Matlab: Free memory is lost after calling a function - memory

I have some troubles with memory management in Matlab. Finally it leads to not enough free memory and an error.I tried to pinpoint the problem and found one interesting "feature": Somehow I loose free Memory in Matlab.
I do the following:
1) Start Matlab
2) typing "memory" I get: Maximum possible array: 1293 mb, Memory available for all arrays: 1456 mb
3) I'll call a function. The function is rather long, so it's hard to paste it here. But basically it loads 5 ca. 300mb mat files (sequentially), picks some few values and returns them. The returned matrix is ca. 1,2mb (4650x35 double)
4) I clear all variables in workspace ("clear all")

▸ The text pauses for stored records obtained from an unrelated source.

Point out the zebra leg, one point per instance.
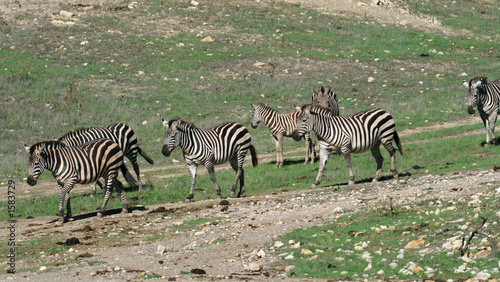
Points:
(379, 159)
(94, 188)
(347, 157)
(64, 200)
(110, 183)
(278, 144)
(192, 168)
(486, 124)
(323, 159)
(135, 165)
(123, 197)
(238, 168)
(211, 171)
(492, 121)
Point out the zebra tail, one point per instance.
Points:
(128, 177)
(253, 152)
(145, 156)
(398, 142)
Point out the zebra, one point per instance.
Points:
(281, 125)
(326, 98)
(229, 141)
(121, 134)
(81, 164)
(485, 96)
(355, 133)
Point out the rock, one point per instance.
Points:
(254, 267)
(474, 203)
(483, 275)
(306, 252)
(66, 14)
(415, 244)
(160, 249)
(278, 244)
(207, 39)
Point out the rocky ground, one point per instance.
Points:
(240, 243)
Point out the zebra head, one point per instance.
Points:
(304, 122)
(256, 117)
(36, 161)
(472, 90)
(171, 136)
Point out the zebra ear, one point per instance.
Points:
(165, 123)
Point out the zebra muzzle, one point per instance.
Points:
(31, 180)
(165, 151)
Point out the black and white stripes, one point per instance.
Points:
(350, 134)
(226, 142)
(485, 96)
(280, 125)
(121, 134)
(78, 165)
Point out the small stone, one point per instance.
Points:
(415, 244)
(483, 275)
(278, 244)
(306, 252)
(160, 249)
(254, 267)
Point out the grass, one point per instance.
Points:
(373, 244)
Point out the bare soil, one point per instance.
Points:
(224, 247)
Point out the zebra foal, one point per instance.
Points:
(356, 133)
(280, 125)
(327, 99)
(121, 134)
(81, 164)
(485, 96)
(225, 142)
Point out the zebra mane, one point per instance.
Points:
(482, 78)
(185, 124)
(47, 144)
(317, 109)
(267, 108)
(74, 132)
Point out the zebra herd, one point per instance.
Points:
(86, 155)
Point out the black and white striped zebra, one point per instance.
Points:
(485, 96)
(280, 125)
(326, 98)
(121, 134)
(225, 142)
(355, 133)
(81, 164)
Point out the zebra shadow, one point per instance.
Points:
(94, 214)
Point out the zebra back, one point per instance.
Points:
(326, 98)
(220, 142)
(274, 119)
(86, 163)
(361, 130)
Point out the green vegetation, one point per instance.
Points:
(137, 67)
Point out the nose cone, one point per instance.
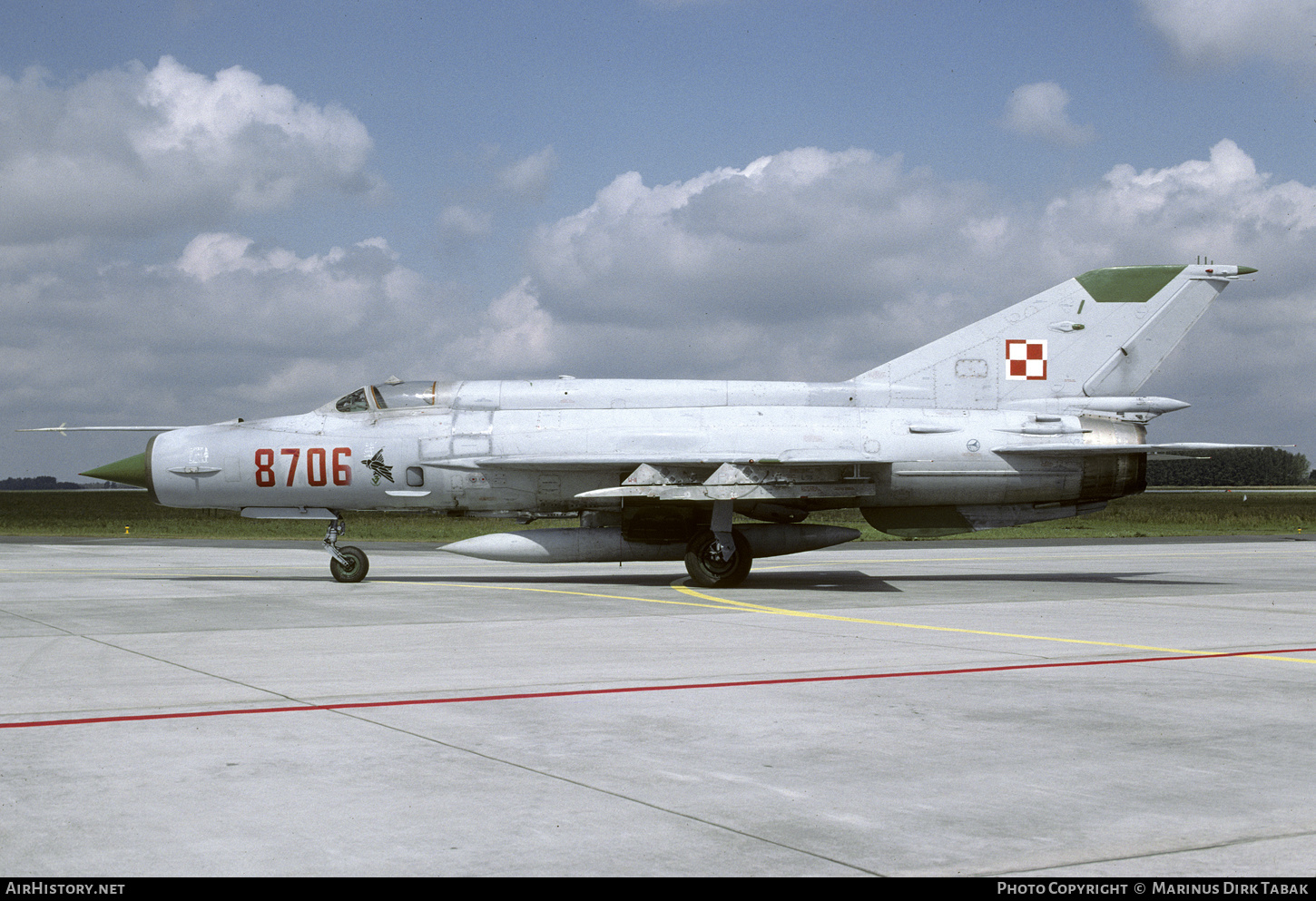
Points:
(128, 471)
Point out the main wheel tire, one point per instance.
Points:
(708, 571)
(357, 564)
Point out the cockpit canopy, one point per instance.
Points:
(397, 397)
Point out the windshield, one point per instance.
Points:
(353, 403)
(398, 397)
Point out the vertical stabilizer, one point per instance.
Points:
(1102, 333)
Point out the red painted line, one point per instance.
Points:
(643, 688)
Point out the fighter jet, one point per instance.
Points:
(1028, 415)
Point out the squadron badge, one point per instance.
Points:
(377, 465)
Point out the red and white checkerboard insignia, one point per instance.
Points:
(1026, 359)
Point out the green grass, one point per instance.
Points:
(108, 514)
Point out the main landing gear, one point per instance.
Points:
(720, 556)
(712, 564)
(349, 563)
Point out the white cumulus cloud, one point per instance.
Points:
(133, 152)
(1280, 32)
(1038, 111)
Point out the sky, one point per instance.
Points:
(217, 210)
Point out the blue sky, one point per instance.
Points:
(217, 210)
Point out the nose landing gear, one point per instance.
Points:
(349, 563)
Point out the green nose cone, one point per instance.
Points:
(128, 471)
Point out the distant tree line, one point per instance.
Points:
(37, 483)
(1262, 465)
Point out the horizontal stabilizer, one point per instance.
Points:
(1111, 450)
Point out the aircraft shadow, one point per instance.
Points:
(819, 581)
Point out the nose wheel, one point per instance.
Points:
(348, 563)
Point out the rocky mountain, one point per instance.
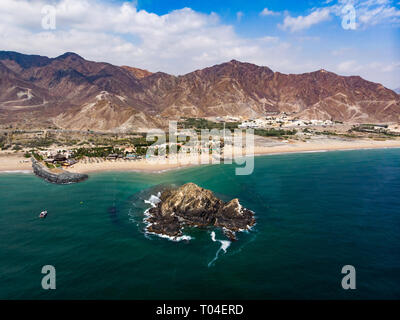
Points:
(191, 205)
(71, 92)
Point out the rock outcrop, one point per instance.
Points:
(64, 177)
(191, 205)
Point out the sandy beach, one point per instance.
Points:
(263, 146)
(9, 163)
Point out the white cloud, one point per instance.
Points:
(177, 42)
(304, 22)
(267, 12)
(371, 12)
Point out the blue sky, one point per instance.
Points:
(180, 36)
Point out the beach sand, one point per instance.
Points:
(14, 163)
(263, 146)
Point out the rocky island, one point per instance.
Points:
(191, 205)
(61, 177)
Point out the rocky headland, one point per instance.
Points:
(191, 205)
(64, 177)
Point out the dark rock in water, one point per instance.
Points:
(191, 205)
(64, 177)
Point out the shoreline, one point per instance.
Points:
(14, 164)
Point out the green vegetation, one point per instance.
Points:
(41, 142)
(97, 152)
(274, 132)
(198, 124)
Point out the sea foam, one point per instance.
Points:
(224, 246)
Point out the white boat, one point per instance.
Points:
(43, 214)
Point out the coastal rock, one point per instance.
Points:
(191, 205)
(64, 177)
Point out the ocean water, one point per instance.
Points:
(316, 212)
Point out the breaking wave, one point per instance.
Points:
(224, 246)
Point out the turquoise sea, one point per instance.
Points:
(316, 212)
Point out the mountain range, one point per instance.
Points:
(70, 92)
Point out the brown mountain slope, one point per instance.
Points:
(60, 90)
(138, 73)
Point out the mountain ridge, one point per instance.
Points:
(72, 90)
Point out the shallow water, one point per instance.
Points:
(315, 213)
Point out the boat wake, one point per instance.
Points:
(224, 246)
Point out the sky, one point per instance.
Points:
(348, 37)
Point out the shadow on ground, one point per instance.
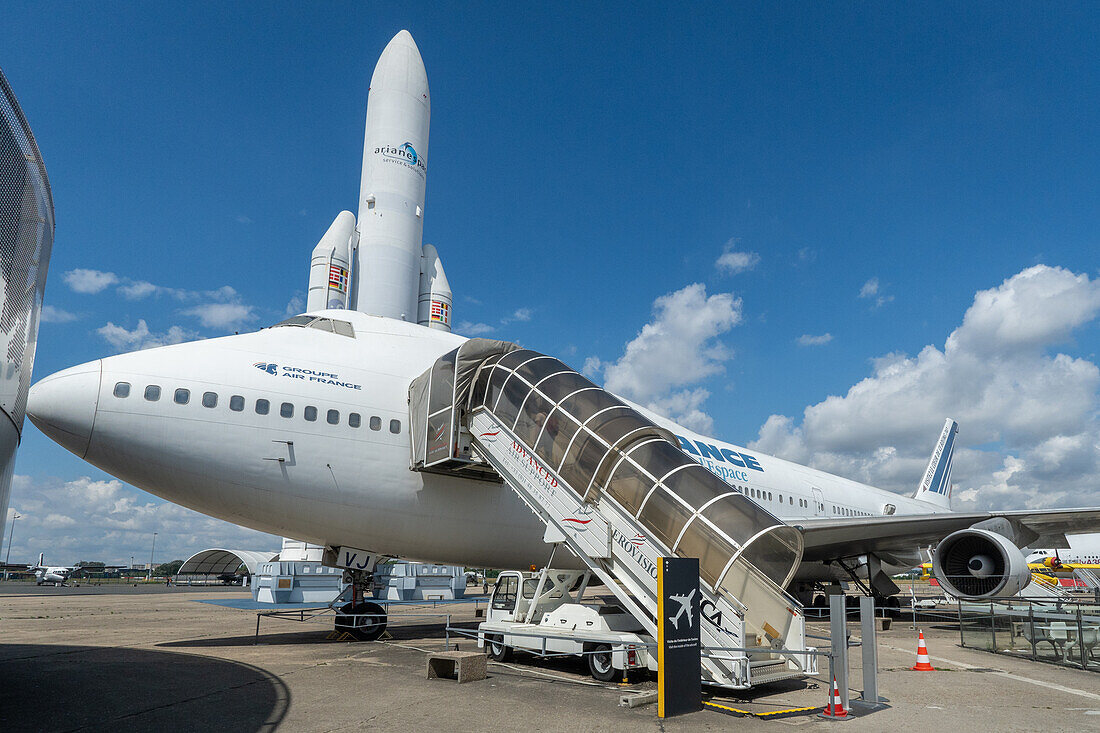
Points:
(65, 688)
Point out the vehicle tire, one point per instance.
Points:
(600, 663)
(364, 628)
(496, 648)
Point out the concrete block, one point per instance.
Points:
(463, 666)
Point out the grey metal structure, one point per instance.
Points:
(26, 238)
(216, 561)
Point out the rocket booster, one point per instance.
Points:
(433, 308)
(392, 194)
(330, 264)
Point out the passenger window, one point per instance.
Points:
(504, 595)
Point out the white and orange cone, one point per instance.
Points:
(835, 709)
(923, 664)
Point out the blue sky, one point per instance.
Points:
(865, 171)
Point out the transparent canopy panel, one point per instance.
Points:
(602, 447)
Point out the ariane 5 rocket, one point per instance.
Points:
(378, 263)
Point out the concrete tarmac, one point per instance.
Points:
(140, 659)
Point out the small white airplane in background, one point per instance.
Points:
(55, 575)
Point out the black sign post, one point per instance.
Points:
(679, 687)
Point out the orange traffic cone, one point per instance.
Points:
(923, 664)
(835, 708)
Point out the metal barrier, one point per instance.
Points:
(1065, 633)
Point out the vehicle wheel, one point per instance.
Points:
(496, 648)
(364, 628)
(600, 663)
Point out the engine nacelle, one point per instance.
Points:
(978, 564)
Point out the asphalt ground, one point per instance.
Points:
(156, 659)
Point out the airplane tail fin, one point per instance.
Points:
(936, 484)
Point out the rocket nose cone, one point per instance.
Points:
(63, 405)
(400, 68)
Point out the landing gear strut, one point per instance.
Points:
(364, 620)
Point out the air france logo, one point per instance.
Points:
(306, 374)
(404, 153)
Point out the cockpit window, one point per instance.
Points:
(297, 320)
(327, 325)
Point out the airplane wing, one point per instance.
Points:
(831, 538)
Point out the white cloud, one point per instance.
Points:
(734, 262)
(52, 315)
(89, 282)
(223, 316)
(1029, 415)
(873, 291)
(672, 352)
(141, 337)
(295, 305)
(474, 329)
(807, 339)
(109, 521)
(136, 290)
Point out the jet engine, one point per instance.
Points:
(979, 564)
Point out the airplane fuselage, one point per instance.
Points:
(304, 433)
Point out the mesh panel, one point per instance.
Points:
(26, 236)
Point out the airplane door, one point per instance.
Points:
(818, 501)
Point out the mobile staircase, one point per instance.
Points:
(617, 491)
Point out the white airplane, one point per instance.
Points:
(54, 575)
(1080, 550)
(301, 430)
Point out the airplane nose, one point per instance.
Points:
(63, 405)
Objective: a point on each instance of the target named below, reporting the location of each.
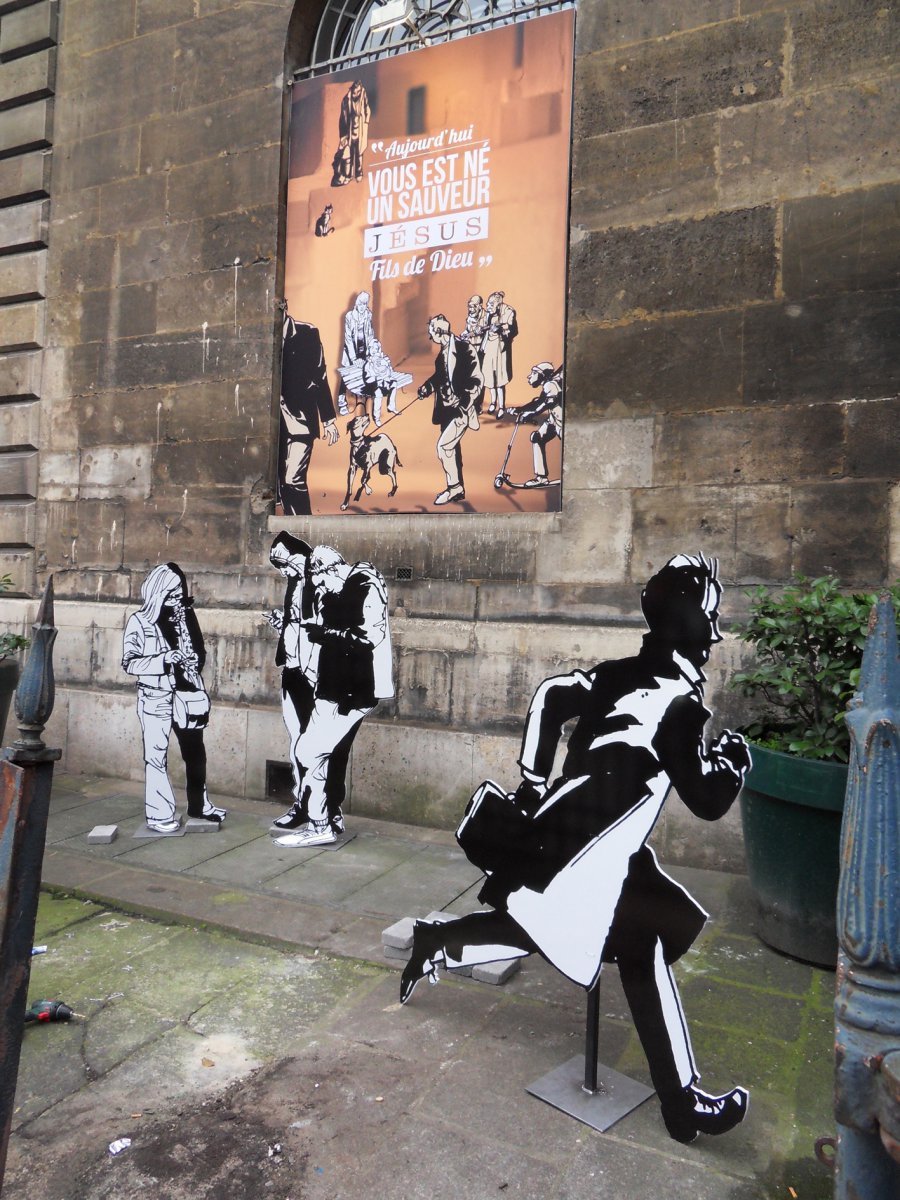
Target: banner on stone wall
(425, 280)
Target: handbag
(190, 709)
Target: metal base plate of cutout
(339, 844)
(617, 1095)
(144, 831)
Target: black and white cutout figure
(352, 673)
(569, 873)
(323, 222)
(306, 412)
(163, 649)
(353, 133)
(499, 330)
(549, 406)
(456, 385)
(295, 654)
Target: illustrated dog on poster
(367, 451)
(569, 873)
(163, 649)
(340, 611)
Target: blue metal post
(867, 1101)
(25, 780)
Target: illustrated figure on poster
(163, 649)
(501, 330)
(381, 382)
(546, 405)
(367, 453)
(353, 135)
(306, 412)
(323, 222)
(456, 385)
(359, 345)
(569, 873)
(474, 330)
(352, 672)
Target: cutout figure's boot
(292, 820)
(691, 1111)
(427, 955)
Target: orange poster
(425, 280)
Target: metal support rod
(592, 1039)
(25, 781)
(867, 1093)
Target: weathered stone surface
(849, 243)
(234, 295)
(124, 312)
(835, 41)
(826, 521)
(28, 30)
(24, 226)
(767, 445)
(27, 127)
(243, 64)
(619, 22)
(19, 425)
(19, 376)
(95, 160)
(719, 66)
(154, 15)
(93, 24)
(799, 147)
(822, 349)
(27, 79)
(17, 521)
(642, 174)
(211, 129)
(132, 203)
(22, 327)
(24, 178)
(720, 261)
(874, 439)
(222, 185)
(23, 276)
(762, 543)
(669, 521)
(647, 366)
(618, 454)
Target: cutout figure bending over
(336, 616)
(569, 873)
(163, 649)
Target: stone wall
(731, 359)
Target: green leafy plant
(808, 642)
(10, 643)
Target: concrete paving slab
(252, 863)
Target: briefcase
(495, 833)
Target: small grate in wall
(279, 781)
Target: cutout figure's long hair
(155, 588)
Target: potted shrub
(808, 642)
(10, 647)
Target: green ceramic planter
(792, 810)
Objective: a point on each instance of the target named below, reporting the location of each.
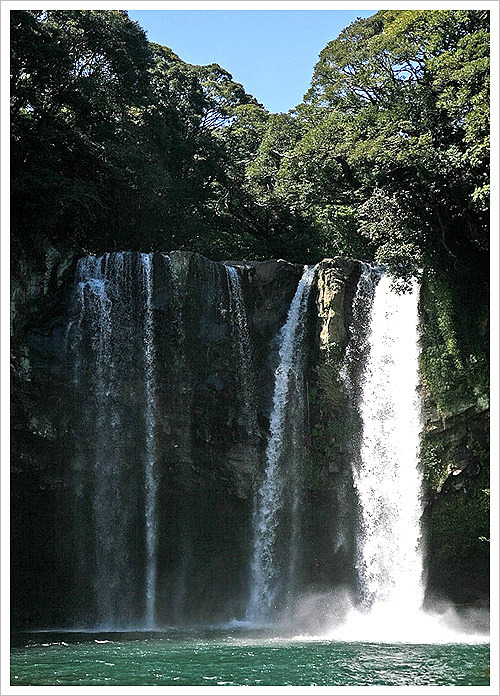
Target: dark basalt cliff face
(209, 462)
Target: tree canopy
(118, 143)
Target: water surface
(236, 658)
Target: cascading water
(386, 472)
(242, 338)
(388, 478)
(270, 581)
(151, 484)
(111, 343)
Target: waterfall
(111, 346)
(270, 582)
(350, 375)
(241, 334)
(388, 478)
(150, 454)
(386, 473)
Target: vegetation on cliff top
(118, 143)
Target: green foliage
(459, 521)
(435, 468)
(117, 143)
(454, 346)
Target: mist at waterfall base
(284, 633)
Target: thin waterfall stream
(151, 475)
(267, 583)
(388, 479)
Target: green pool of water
(238, 658)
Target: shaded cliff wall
(209, 464)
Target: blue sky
(272, 53)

5) typing "memory" I get: Maximum possible array: 759 mb, Memory available for all arrays: 1029 mb
If I repeat steps 3) to 5) the memory numbers are constant.
So what is wrong here? Where do I loose the 400mb of free space? The memory used by Matlab is constant at around 330mb.
Does anyone have some ideas what is wrong here? Or is this something totally natural, but I miss it??
Thanks
Thomas
Ps: I use Matlab 2010a and Win 7 pro 32bit.

A good part of this "lost" memory is probably due to memory fragmentation. As Matlab allocates and frees arrays over the course of a session, the memory gets broken up into smaller areas, and some is lost to overhead in the memory manager, at both the Matlab and the underlying C levels. The overhead is not counted as "used" by Matlab because it's not being used to hold M-code array values. Some memory may also be consumed by Matlab loading additional M-files and libraries, allocating internal buffers or structures, or by expansion of the Java heap in Matlab's embedded JVM. This is normal. After doing some work, Matlab won't have as much memory available as it did in a fresh session.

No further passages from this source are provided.